Rabu, 01 Oktober 2014

[Cerpen] Lovely's Patisserie








Sudah berbulan-bulan Mahadri melewati tempat itu setiap sore. Sejak tempat itu pertama kali dibuka, hal yang sama selalu dilihatnya. Tempat parkir yang penuh sesak dan antrian pengunjung yang cukup mengular. Sebetulnya, ia penasaran dengan apa yang ada di sana, tapi melihat kerumunan itu, ia selalu membatalkan niatnya. Ngeri!

Namun, pesan yang masuk ke ponselnya dari Maitra siang tadi seketika membuatnya garuk kepala.

Kamu selalu lewat sana, kan? Tolong, deh, belikan aku apa saja dari sana. Kalau enggak, kamu yang bertanggung jawab kalau bayiku nanti selalu ileran. Ingat, ya, HARUS dari Lovely's Patisserie.

Sekali lagi Mahadri garuk kepala.

Mungkin sudah ditakdirkan bahwa ia harus bertanggung jawab bila bayi Maitra nanti ileran. Meeting berkepanjangan hari ini membuatnya terlambat pulang. Ketika ia sampai di depan Lovely's Patisserie, tempat itu sudah sepi. Lampunya sudah digelapkan separuh, dan tampak beberapa pegawai sedang membersihkan tempat itu. Hanya saja, mengingat ancaman Maitra, ia melangkahkan kaki juga ke dalamnya.

“Maaf, Pak, kami sudah mau tutup.” Seorang pegawai mengucapkan kalimat itu dengan ramah.

“Jam segini sudah habis, ya, Mbak?” Mahadri menatap dengan putus asa. “Baru juga jam delapan.”

“Hm...." pegawai itu tampak ragu-ragu.

“Buat orang ngidam, Mbak...,” ucap Mahadri dengan nada memelas.

Pegawai itu meringis sekejap. “Sebentar, ya, Pak,” ucapnya sambil beralih ke ujung dan menghilang ke balik dinding.

Mahadri mengedarkan tatapan ke sekeliling tempat itu. Biarpun sudah setengah gelap, tapi masih bisa dilihatnya interior yang homey. Pun, masih tersisa aroma khas kue yang mengambang di udara. Harum, sedap, menggugah selera. Hanya dengan membaui saja sudah terbayang betapa lezatnya benda-benda yang mengeluarkan aroma itu.

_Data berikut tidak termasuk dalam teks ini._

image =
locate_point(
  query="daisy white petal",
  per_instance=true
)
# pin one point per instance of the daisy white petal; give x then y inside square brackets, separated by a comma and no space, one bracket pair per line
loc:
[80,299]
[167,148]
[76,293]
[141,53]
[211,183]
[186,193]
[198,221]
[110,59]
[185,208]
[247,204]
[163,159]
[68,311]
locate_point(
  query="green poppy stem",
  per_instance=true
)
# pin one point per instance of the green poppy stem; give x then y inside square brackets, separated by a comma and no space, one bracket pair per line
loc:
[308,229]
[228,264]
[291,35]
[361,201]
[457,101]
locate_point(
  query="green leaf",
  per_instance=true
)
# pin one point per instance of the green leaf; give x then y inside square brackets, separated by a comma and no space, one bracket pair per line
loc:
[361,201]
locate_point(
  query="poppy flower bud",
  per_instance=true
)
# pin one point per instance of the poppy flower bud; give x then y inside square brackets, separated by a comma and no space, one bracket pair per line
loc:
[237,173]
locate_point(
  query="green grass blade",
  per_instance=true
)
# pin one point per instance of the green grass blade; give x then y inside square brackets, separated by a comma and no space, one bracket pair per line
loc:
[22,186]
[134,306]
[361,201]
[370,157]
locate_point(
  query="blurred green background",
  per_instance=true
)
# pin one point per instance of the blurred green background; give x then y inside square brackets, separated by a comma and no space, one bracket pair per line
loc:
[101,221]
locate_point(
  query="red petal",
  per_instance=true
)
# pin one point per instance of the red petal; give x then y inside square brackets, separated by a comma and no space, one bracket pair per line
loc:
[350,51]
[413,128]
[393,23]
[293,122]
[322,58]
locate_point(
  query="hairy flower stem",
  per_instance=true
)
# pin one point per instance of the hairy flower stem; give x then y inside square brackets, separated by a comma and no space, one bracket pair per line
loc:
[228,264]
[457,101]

Pantas saja orang-orang seperti keranjingan datang ke tempat ini, pikirnya.

“Selamat malam....”

Mahadri tersentak. Ia berbalik dan mendapati senyum manis terpampang begitu saja di depannya.

“Maaf, Pak,“ ucap perempuan mungil bersenyum manis itu. “Mungkin Bapak bisa datang lagi besok. Kami masih memiliki beberapa sisa kue, tapi sudah lewat waktu pajang. Jadi, menurut kami sudah nggak layak jual.”

“Tapi masih bisa dimakan, kan?” tanya Mahadri dengan nada polos.

“Oh, masih....” Gadis mungil itu kembali tersenyum. “Sampai besok pagi juga masih enak. Hanya saja....”

“Ya, sudah, Mbak. Saya ambil saja. Soalnya buat orang ngidam. Tahu sendiri, kan....”

“Kalau begitu Bapak pilih saja sendiri di belakang.”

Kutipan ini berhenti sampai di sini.